Health care is an important issue also for the economy. As
all of these Wharton graduates will soon discover first hand, if they have
not already in their work experience, we have given away competitive
advantage after competitive advantage because our major companies pay more
in health care benefits every single year in a system that is out of
control. The expense of that health care makes too many products more
expensive than the competition. We in effect say to our manufacturers," tie
both arms behind you then get out in the world and compete and make
jobs for Americans." Unless we do something now, by the year 2000 almost
one out of every five dollars that you will earn will be spent on health
care. And that will be spent without insuring one more American, providing
better health care in any rural communities or any inner city. We need to
make some solemn commitments and change in the direction of insuring that
every American will be secure. If you change jobs or if lose your job
you will still be insured. If you get sick or if you have a pre- existing
condition you will still be insured. If you are an older American and need
help with prescription drugs and a start on long term care, particularly in
your home, you will be insured. If you are a physician, or a nurse, or a
pharmacist or a dentist, you will no longer spend 20-40% of your time
and income filling out countless, meaningless forms. If you are an
employer who has been struggling to maintain health insurance benefits for
your employees you will see that cost stabilize and decrease over time.

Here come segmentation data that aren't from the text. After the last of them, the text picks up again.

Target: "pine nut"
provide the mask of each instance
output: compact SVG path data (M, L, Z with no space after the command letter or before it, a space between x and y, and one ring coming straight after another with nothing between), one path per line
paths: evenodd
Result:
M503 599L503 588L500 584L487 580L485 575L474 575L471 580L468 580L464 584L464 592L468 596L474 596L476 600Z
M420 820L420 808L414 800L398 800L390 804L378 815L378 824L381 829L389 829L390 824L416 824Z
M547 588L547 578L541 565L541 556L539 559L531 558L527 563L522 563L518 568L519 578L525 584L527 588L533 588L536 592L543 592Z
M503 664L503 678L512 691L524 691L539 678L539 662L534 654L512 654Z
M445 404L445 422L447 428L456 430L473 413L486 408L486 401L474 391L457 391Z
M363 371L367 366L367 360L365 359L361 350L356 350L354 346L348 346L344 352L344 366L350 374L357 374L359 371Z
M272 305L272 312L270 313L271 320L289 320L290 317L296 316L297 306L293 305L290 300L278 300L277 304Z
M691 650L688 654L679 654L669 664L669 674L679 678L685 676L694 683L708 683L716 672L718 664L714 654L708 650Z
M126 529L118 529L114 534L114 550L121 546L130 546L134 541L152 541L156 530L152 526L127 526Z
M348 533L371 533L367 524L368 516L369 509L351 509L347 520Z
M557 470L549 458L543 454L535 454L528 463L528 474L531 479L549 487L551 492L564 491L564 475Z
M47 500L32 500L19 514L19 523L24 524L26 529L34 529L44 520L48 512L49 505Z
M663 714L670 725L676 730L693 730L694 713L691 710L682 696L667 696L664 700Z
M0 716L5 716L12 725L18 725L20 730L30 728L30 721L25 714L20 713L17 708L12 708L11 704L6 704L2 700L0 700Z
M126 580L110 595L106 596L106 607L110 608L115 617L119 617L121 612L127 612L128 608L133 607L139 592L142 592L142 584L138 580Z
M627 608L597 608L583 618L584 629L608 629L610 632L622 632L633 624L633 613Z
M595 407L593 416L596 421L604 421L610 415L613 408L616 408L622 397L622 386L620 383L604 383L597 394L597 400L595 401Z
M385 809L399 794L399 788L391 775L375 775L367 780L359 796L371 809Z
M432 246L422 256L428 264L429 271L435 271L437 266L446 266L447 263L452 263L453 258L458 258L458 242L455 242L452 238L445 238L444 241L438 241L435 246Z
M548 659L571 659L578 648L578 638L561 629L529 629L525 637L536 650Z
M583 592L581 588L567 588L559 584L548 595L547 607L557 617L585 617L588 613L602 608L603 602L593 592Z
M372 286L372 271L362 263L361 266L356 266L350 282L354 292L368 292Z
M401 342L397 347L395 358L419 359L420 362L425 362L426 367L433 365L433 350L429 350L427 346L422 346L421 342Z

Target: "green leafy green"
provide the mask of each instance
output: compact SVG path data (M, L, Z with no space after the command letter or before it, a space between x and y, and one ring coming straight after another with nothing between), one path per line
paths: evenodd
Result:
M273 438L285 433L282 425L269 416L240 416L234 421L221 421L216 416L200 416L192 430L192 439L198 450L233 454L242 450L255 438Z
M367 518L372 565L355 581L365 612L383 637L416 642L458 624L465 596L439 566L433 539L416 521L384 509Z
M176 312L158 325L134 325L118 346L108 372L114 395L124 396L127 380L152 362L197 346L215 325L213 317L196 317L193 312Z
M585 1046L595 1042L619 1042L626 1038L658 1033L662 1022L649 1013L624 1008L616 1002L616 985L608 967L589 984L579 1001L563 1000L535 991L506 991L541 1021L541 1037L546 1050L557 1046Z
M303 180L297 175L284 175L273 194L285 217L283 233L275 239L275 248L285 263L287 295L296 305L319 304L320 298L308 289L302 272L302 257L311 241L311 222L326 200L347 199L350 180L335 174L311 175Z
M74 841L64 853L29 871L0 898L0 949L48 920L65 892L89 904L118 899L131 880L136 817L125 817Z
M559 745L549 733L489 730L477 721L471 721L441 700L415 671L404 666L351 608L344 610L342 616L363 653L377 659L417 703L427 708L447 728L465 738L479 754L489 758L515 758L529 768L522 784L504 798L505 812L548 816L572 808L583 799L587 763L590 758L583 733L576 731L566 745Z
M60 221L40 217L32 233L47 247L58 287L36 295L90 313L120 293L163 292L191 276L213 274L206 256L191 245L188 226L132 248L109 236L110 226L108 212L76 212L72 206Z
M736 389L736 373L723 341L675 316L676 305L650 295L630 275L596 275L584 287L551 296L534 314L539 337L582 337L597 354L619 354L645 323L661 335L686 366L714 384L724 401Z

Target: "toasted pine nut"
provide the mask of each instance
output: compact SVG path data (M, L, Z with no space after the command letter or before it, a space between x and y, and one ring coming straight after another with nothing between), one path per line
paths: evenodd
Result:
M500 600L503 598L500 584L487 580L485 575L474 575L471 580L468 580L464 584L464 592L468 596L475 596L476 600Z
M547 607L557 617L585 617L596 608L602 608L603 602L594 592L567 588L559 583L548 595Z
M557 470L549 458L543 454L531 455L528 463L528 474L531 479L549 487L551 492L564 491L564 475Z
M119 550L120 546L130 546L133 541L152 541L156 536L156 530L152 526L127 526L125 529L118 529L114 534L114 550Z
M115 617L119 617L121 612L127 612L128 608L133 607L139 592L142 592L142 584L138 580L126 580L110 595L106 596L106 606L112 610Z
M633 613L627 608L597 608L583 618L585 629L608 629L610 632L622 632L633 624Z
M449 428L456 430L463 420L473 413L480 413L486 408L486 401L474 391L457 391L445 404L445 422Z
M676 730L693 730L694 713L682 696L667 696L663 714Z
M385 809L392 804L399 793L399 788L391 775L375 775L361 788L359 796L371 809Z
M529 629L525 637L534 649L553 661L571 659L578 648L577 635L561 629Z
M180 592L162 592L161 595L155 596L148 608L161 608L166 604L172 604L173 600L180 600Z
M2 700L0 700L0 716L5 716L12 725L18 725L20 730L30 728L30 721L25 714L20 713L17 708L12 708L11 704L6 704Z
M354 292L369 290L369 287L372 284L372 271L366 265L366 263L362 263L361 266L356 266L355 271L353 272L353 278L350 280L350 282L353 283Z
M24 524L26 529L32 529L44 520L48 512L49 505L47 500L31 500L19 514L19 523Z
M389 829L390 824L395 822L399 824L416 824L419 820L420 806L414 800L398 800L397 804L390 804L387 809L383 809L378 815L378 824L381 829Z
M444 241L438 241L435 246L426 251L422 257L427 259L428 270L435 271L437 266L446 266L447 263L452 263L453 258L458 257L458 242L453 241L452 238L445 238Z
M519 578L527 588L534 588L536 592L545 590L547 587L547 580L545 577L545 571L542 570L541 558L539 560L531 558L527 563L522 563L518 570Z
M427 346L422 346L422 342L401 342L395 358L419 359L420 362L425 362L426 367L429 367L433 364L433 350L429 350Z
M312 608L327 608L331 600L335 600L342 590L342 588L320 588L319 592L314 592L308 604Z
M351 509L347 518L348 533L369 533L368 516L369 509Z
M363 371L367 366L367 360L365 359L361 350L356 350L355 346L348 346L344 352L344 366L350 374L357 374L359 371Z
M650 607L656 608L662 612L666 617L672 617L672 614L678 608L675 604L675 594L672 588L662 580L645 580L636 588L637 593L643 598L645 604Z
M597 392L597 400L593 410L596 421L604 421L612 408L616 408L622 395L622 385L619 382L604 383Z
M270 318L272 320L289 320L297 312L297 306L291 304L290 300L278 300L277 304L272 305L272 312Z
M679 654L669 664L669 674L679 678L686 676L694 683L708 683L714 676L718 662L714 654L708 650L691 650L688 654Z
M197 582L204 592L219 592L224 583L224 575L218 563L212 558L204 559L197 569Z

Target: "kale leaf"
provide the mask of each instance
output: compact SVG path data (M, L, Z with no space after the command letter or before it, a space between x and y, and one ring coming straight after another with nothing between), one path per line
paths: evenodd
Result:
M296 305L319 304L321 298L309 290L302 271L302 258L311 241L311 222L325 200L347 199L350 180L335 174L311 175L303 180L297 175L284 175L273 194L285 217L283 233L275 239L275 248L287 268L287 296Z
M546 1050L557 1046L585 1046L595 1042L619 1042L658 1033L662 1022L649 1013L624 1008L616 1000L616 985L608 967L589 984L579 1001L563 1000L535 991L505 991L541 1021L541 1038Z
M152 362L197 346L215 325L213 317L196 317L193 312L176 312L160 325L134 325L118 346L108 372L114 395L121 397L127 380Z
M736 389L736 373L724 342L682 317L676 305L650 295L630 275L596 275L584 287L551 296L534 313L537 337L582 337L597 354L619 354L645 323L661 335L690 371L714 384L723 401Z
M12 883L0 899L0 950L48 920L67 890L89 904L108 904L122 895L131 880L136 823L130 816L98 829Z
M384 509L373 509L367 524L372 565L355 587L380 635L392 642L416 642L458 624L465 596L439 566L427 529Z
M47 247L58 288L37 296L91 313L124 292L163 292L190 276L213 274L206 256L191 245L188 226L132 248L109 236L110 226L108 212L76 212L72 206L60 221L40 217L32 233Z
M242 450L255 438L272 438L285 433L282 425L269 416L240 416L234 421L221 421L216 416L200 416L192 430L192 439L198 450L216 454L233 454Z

This health care issues is not just an issue of economics,
although it is that. It is a human issue, it is a social issue and it goes
to the very root of who we are as a people. Can we take care of ourselves
and be more responsible about our health, can we take better care of our
families, can we have a healthier country? I'm betting that the answer to
all those is, yes. Because I'm betting that in these very exciting and
challenging times, as we move toward a sense of community and define
the common good in terms that include us all but set standards by which
to judge our progress together, that there will be contributions from all
of us that will meet the challenges we face.
And for each of you, I think you are living in very exciting
times and I hope that as you go forth from this university you do so with
the kind of high spirits and enthusiasm I saw today. And that you
understand that this marathon we all run for, which none of us knows where
the end will be, cannot only be an exhilarating experience, but it can be
one that leads to meaning in a challenging time for us as individuals and
for us as a people. Thank you all. And Godspeed.